The length of the voyage may well have influenced Roddenberry, but even your cite doesn’t say that’s the reason he made the Enterprise’s mission five years.

As a fanwank, start with 4. But as political/military boundaries, they become unwieldy as the Federation expands in space. So we start cutting them off and make new administrative areas around the edge–but those areas have been called “quadrants” since the birth of the Federation, and it’s easier to keep it that way, even if it’s no longer meeting a strict dictionary definition.

The Ninth Quadrant, then, would presumably be on the edge of Federation-claimed space, which would make sense for the Enterprise.

I always assumed five years was the time it would take for Earth to self-destruct. Hopefully, that is.

In Voyager, too. The Galaxy was divided into four quadrants: Alpha, Beta, Gamma, Delta, the first four letters of the Greek alphabet.

The word obviously had some other meaning in TOS. In “Mark of Gideon,” Kirk looks at the viewscreen and says “I’m not familiar with this quadrant.” So I’d assume it did indeed denote some smaller territorial division within the Galaxy.

Recall that in TNG’s “Conspiracy,” the map at SFHQ shows Federation space divided into cubes, so that may have something to with it (even though a cube has six sides, if you count the top and bottom).

I’ve long maintained that Starfleet is not composed of the best and the brightest, but instead the ADHD afflicted and uncontrollable wreckers that were transported off Earth and its civilized colonies and off into deep space where they could get into trouble without bothering the adults.

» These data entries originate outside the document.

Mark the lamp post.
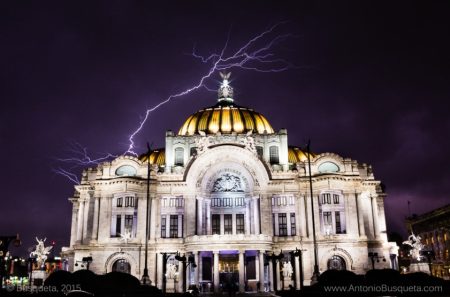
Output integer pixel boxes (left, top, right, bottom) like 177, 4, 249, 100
290, 247, 306, 290
266, 251, 283, 291
141, 143, 152, 285
175, 252, 197, 293
368, 252, 386, 270
306, 141, 320, 284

To that end, conflicts are concocted by the ship’s computer (which is actually fully autonomous and capable of running operations all on its own without any ‘help’ from the crew) in order to occupy their attention. This includes creating simulated enemies, performing ‘analysis’ to ambiguous and often nonsensical commands, and

In astronomy, the four quadrants of the sky are also broken into north and south. So that gives you eight. I don’t know where the ninth one comes from. Maybe it is imaginary. :wink:

Stranger

It was a five year deep space mission.

The crew would want to return home and reconnect with family. The ship gets repaired and resupplied. Perhaps, updated with newer technology.

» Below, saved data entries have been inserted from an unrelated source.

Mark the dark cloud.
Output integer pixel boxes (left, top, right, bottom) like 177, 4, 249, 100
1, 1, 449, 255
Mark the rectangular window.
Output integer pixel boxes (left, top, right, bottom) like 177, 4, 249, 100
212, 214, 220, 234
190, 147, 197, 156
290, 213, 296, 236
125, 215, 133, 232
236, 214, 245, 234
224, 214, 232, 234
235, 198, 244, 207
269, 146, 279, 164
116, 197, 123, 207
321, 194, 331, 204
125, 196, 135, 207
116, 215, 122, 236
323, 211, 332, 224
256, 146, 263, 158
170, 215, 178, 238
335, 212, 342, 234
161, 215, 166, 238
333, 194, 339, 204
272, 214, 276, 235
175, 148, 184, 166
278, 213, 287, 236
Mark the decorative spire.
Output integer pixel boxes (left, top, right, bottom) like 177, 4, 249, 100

It’s similar to long military postings today.

Surely you mean 1999? :dubious:

My favorite warp discrepancy came in “The Changeling”: NOMAD’s energy bolts take seconds to reach the *Enterprise *at Warp 15, but the ship’s photon torpedoes travel the same distance almost instantaneously. And in “Elaan of Troyius,” how can they fire the torpedoes while the ship is pivoting at Warp 2? Do the torps have their own warp drives, or do they stay inside the ship’s FTL bubble until they hit their target? :confused:

It was for Kirk to spread his space seed in the waiting wombs of wanton alien women and cogenitors.

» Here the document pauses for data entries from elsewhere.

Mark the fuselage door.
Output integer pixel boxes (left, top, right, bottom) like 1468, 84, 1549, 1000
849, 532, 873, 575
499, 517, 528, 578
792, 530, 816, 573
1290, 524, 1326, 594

This is what I always thought. I figured it was kind of like a nuclear sub on a long duration voyage. I also assumed it would be 5 years subjective to the crew, since I always assumed that ‘warp speed’ entailed somehow going super luminal, so time would pass differently for the crew than for those not on the ship.

Or perhaps he means Space: 1889

Stranger

I was the Astronomy TA at Macalester for two years. Please elaborate.